Reports of V. harveyi and V. mediterranei in these waters are scarcer. Nonetheless, they are human and animal pathogens, capable of infecting shrimps, oysters, fish, mussels, and many others, leading to a severe negative economic impact on the aquaculture industry [47]. Here we also highlight that, given the paucity of reports of Vibrio spp. in the GB, we believe that this may be the first description of the isolation of V. agarivorans, V. brasiliensis, V. chagasii, V. cyclitrophicus, V. fortis, V. gigantis, V. ichthyoenteri, V. navarrensis, V. pelagius, V. pomeroyi, V. rotiferanius, V. scophthalmi, V. shilonii, and V. tasmaniensis in these waters.

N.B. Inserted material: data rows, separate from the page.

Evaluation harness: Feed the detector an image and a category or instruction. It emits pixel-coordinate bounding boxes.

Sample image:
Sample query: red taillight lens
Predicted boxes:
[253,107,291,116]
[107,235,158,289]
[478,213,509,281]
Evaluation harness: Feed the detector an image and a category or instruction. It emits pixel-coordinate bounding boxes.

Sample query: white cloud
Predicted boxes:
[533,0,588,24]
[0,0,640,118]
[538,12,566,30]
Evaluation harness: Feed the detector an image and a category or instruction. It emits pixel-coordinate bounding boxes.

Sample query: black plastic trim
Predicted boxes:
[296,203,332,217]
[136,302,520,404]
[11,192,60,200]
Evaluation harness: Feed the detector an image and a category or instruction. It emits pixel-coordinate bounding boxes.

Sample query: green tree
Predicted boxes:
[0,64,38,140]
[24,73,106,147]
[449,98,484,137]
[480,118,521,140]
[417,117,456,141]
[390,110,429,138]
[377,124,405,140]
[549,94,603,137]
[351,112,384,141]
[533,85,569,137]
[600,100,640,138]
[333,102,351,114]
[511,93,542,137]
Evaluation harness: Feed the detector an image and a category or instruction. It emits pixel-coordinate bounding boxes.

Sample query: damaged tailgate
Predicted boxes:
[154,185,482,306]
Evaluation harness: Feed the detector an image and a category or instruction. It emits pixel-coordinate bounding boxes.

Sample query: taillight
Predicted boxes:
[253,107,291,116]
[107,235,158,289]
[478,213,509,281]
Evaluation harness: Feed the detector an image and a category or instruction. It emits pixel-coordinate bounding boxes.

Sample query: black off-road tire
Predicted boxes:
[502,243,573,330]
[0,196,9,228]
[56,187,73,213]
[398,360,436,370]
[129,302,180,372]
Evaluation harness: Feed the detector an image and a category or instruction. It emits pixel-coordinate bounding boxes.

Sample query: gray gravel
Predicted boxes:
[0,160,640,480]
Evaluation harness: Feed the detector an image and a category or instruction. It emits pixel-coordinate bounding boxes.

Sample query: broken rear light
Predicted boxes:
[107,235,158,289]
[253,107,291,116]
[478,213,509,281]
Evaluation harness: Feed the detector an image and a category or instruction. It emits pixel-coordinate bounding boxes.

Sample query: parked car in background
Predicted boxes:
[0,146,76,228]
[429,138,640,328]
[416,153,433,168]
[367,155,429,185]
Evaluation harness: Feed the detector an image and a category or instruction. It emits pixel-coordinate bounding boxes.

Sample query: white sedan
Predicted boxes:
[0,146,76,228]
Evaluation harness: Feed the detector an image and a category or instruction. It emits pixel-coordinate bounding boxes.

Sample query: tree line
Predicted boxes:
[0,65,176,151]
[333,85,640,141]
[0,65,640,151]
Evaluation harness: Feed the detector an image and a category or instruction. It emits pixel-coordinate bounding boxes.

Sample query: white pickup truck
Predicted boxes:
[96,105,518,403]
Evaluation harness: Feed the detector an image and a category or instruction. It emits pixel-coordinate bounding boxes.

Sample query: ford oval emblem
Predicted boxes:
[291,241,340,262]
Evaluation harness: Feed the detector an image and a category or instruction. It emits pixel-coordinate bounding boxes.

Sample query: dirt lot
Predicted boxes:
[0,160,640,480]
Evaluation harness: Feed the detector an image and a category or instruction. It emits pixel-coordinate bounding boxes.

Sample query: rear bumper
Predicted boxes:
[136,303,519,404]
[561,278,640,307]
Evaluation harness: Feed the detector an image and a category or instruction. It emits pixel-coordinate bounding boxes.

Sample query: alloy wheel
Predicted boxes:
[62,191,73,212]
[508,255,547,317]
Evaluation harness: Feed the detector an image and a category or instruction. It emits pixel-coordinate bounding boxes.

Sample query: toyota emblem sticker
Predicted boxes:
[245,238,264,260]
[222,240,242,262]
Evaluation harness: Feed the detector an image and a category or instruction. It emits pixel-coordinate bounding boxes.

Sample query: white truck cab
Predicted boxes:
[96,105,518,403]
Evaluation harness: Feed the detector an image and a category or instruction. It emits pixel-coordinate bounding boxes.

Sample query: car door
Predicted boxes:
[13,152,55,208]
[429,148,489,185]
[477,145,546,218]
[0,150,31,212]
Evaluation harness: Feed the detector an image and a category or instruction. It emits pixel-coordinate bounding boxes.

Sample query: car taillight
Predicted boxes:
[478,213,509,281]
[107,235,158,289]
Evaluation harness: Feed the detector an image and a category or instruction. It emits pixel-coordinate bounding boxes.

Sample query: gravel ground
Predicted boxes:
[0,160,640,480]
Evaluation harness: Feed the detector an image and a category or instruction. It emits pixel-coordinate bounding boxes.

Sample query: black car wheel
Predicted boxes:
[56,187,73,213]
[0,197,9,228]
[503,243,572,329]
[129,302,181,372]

Another important aspect in our findings was the fact that TCBS agar allows the growth of other bacteria, apart from those belonging to the genus Vibrio. On account of being a well-known selective media for the isolation of Vibrio spp. from clinical and environmental samples, some studies may classify total bacterial counts on TCBS as Vibrio spp. [48,49]. However, our results revealed that at least 19.0% of the bacteria isolated on TCBS agar submitted to MALDI-TOF MS identification did not belong to the genus Vibrio, being Photobacterium and Aeromonas the most frequently identified genera. Photobacterium damselae belongs to the Vibrionaceae family and is also known as an animal and human pathogen [50]. The species of Aeromonas identified in our study (A. caviae, A. hydrophila, and A. veronii) are also considered animal and human pathogens [51]. Other reports have previously described the isolation of non-Vibrio bacteria on TCBS agar as well [52,53]. Therefore, the results of phenotypic characterization and identification via MALDI-TOF MS indicate that TCBS agar indeed allows the isolation of other bacterial genera, making it possible to question its so-esteemed selective properties. Hence, it is advisable to use at least one additional identification test to the selective medium.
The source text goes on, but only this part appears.